Microbial complexes in subgingival biofilm have been recently characterized using molecular techniques. Individual species in these complexes have been assigned using a color-coded system that reflects community ordination and cluster analysis. The red complex, consisting of Tannerella forsythia , Porphyromonas gingivalis , and Treponema denticola , is strongly associated with severe chronic periodontitis. The orange complex, which includes Prevotella intermedia , Fusobacterium nucleatum , Campylobacter rectus , and Peptostreptococcus micros , is closely associated with the red complex. The green complex includes Aggregatibacter actinomycetemcomitans , which has a strong association with aggressive periodontitis and a less frequent association with chronic periodontitis. Porphyromonas gingivalis , A actinomycetemcomitans and other pathogens possess virulence factors that can overcome the host response and damage periodontal tissues.
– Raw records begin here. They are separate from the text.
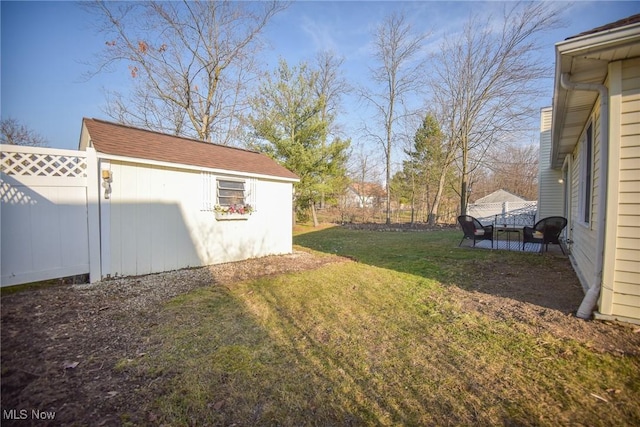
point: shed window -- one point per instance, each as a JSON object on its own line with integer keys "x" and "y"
{"x": 230, "y": 192}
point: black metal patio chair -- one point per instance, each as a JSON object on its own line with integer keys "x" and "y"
{"x": 474, "y": 230}
{"x": 546, "y": 231}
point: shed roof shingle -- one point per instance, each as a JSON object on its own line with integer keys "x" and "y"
{"x": 121, "y": 140}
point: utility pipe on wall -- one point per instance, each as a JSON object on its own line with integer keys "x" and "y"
{"x": 591, "y": 298}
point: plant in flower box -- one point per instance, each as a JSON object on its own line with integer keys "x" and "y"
{"x": 238, "y": 209}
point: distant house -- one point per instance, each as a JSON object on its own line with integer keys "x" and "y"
{"x": 364, "y": 195}
{"x": 590, "y": 157}
{"x": 500, "y": 196}
{"x": 502, "y": 206}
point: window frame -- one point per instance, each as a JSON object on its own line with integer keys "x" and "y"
{"x": 233, "y": 200}
{"x": 586, "y": 176}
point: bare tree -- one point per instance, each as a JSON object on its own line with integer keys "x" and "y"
{"x": 330, "y": 85}
{"x": 486, "y": 79}
{"x": 190, "y": 62}
{"x": 400, "y": 74}
{"x": 515, "y": 168}
{"x": 15, "y": 133}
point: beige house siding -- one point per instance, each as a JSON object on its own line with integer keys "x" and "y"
{"x": 584, "y": 235}
{"x": 621, "y": 276}
{"x": 550, "y": 195}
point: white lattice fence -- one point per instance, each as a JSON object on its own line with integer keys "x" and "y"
{"x": 29, "y": 161}
{"x": 44, "y": 214}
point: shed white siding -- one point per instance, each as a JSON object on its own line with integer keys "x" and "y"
{"x": 156, "y": 222}
{"x": 550, "y": 189}
{"x": 621, "y": 278}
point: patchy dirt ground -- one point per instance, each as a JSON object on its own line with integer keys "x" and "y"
{"x": 60, "y": 344}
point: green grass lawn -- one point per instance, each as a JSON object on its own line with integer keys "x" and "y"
{"x": 377, "y": 342}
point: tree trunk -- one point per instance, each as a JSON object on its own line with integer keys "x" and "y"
{"x": 313, "y": 214}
Porphyromonas gingivalis , A actinomycetemcomitans , and Prevotella intermedia are capable of invading the epithelium of periodontal pockets, which protects them from elimination by the host response, making them exceptionally difficult to eliminate by conventional periodontal scaling and root planing (SRP). Persistent infections by these bacteria are frequently associated with progressive chronic periodontitis. Another limitation of SRP is that it is not effective in removing bacteria from deep pockets, furcations, dentinal tubules, and other subgingival sites where access is poor. The difficulties associated with eliminating bacteria that have colonized the soft tissue wall of the pocket and other inaccessible areas provide a rationale for incorporating systemic antibiotics into the treatment of periodontitis.
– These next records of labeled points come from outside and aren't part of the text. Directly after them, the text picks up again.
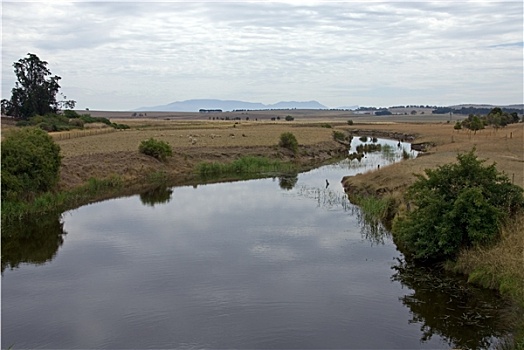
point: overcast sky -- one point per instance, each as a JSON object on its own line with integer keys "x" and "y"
{"x": 121, "y": 56}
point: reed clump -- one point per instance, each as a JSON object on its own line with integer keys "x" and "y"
{"x": 243, "y": 165}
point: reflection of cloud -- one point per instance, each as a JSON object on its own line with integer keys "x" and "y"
{"x": 273, "y": 253}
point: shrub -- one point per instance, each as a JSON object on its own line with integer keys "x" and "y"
{"x": 156, "y": 148}
{"x": 76, "y": 122}
{"x": 30, "y": 163}
{"x": 289, "y": 141}
{"x": 338, "y": 135}
{"x": 457, "y": 206}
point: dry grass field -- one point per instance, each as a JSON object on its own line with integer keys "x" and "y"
{"x": 505, "y": 147}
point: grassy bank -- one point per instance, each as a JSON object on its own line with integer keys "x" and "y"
{"x": 58, "y": 202}
{"x": 244, "y": 165}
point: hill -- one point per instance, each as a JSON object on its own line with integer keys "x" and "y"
{"x": 229, "y": 105}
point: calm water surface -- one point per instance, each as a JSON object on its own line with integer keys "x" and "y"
{"x": 271, "y": 263}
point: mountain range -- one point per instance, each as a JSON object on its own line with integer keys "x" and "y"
{"x": 229, "y": 105}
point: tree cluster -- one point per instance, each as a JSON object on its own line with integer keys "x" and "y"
{"x": 496, "y": 118}
{"x": 35, "y": 92}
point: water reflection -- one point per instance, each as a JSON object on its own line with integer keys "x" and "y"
{"x": 233, "y": 265}
{"x": 371, "y": 229}
{"x": 446, "y": 306}
{"x": 34, "y": 242}
{"x": 158, "y": 195}
{"x": 288, "y": 181}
A broad range of systemic antibiotics has been used to treat chronic periodontitis. The pharmacokinetic and antimicrobial properties of the agents used most commonly are presented in Table 1 and information on dosage is detailed in Table 2 . In general, amoxicillin, metronidazole, azithromycin, tetracycline, and doxycycline are capable of attaining levels that can effectively inhibit periodontal pathogens when they are growing as single (planktonic) cells in a periodontal pocket or the soft tissue wall of a pocket. The exception is metronidazole, which exhibits relatively poor activity against A actinomycetemcomitans at typical in vivo concentrations. However, it is important to remember that subgingival bacteria live in a biofilm, not as single cells. Bacteria growing in a biofilm are substantially more difficult to inhibit with antibiotics. For this reason, antibiotics should only be used to treat periodontitis in patients who have already had their subgingival biofilm disrupted by SRP.